Engineering O2-Tolerant Chimeric Hydrogenases Optimized for Ferredoxin Coupling in Synechocystis sp. PCC 6803

Abstract

The development of hydrogenases capable of operating under oxygenic photosynthetic conditions remains a key challenge for sustainable biohydrogen production. In this study, we developed a series of chimeric NAD⁺-reducing [NiFe]-hydrogenases (SH) combining structural elements from the O₂-tolerant SH of Cupriavidus necator (CnSH) and the ferredoxin-interacting SH of Synechocystis sp. PCC6803 (SynSH).
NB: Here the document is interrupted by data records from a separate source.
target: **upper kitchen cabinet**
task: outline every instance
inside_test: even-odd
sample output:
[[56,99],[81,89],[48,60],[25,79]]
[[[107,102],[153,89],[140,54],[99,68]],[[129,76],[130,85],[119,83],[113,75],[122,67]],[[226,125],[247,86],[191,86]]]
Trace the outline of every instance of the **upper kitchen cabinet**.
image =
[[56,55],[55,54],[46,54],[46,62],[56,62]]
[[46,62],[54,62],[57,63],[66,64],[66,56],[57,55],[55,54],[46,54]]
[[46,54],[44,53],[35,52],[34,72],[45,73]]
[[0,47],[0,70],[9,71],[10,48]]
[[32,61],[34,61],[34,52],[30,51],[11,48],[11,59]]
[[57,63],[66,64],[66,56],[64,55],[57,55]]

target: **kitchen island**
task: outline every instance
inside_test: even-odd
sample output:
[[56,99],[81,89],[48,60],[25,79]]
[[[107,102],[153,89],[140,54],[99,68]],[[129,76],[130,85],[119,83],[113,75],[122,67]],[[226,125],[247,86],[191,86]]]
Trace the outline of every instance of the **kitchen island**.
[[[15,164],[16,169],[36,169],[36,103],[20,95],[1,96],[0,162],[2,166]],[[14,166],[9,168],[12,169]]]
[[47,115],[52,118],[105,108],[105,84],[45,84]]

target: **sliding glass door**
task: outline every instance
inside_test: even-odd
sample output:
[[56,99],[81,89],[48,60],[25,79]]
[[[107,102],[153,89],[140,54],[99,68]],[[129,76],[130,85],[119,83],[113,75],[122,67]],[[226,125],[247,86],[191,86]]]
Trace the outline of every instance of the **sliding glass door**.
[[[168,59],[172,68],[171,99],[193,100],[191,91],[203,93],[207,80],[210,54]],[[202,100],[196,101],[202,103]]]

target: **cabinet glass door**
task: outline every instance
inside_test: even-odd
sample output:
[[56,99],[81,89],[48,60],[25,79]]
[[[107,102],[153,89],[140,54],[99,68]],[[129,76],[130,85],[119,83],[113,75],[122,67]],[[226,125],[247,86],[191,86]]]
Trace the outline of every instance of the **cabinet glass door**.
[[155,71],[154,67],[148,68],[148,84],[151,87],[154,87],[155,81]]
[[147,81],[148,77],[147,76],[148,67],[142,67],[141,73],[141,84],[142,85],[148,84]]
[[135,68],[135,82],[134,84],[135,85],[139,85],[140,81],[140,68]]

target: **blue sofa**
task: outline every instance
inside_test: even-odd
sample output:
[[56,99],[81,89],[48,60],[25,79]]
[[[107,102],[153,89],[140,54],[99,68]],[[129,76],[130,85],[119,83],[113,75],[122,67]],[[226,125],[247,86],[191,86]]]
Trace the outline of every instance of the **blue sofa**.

By engineering chimeric HoxU and HoxF subunits, we developed constructs─MixSH, Ch-HoxEFSyn⁺UCn, and Ch-HoxUswapCTD─that successfully couple the CnHoxYH hydrogenase module to the SynHoxEFU reductase module while retaining O₂ tolerance and enhancing interaction with reduced ferredoxin. The lithoautotrophic growth of C. necator confirmed the tolerance of these variants to O₂, while activity assays in Synechocystis demonstrated partial hydrogenase function, including H₂ consumption and fermentative H₂ production. Notably, Ch-HoxEFSyn+UCn retained ferredoxin interaction despite lacking the [4Fe4S]U4 cluster, showing [2Fe2S]F2 in HoxF as a functional ferredoxin-binding site. Moreover, we achieved the artificial integration of a [2Fe2S] cluster into CnHoxF and identified the CnHoxF N-terminal domain as structurally and functionally analogous to SynHoxE. Although electron transfer efficiency and activity in Synechocystis remained limited, this work validates the modular engineering of [NiFe]-hydrogenases, uniting O₂-tolerance with ferredoxin interaction and offering a foundational step toward photosynthesis-coupled H₂ production.